So called "Moments of Belief" – strong and unusual moves against the status quo - are pivotal for companies. The public smashing by Haier’s CEO of sub-standard products; Jack Welch’s denial of access to secure facilities by a security officer; the cancelling by Target’s CEO of the classic store visit in favour of an unannounced incognito arrival, all count.
Such moments shape an organisation’s belief system and can perhaps be compared to decisive social, political or religious events in history.
Rather than a single act of an individual, a “Moment of Belief ” is better interpreted as a timely and thoughtful intervention in a fertile context that gains traction for myriad reasons.
Numerous historical examples show similar origins. Rosa Parks’ refusal to give up her seat in a segregated bus; Henri Dunant’s witnessing the horrors of war; King Henry VIII of England’s refusal to recognise papal authority and self-declaration as Supreme Head of his country’s church; and the Bolshevik overthrow of Russia’s provisional government creating the future Soviet Union; all count.

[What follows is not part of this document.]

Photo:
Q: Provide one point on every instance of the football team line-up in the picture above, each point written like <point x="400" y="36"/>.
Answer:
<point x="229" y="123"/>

Invariably, the status quo was unsatisfactory for many and there was a legitimacy of alternatives. Conditioning made each protagonist act in the “Moment”. The "Moments” were easily identifiable and unambiguous and each had highly significant consequences.
But monocausal attribution of “Moments of Belief” should be treated cautiously when it comes to comparisons. Business writers should ensure they examine antecedents, and the sequence of enabling factors to illustrate what causes lasting change in belief systems.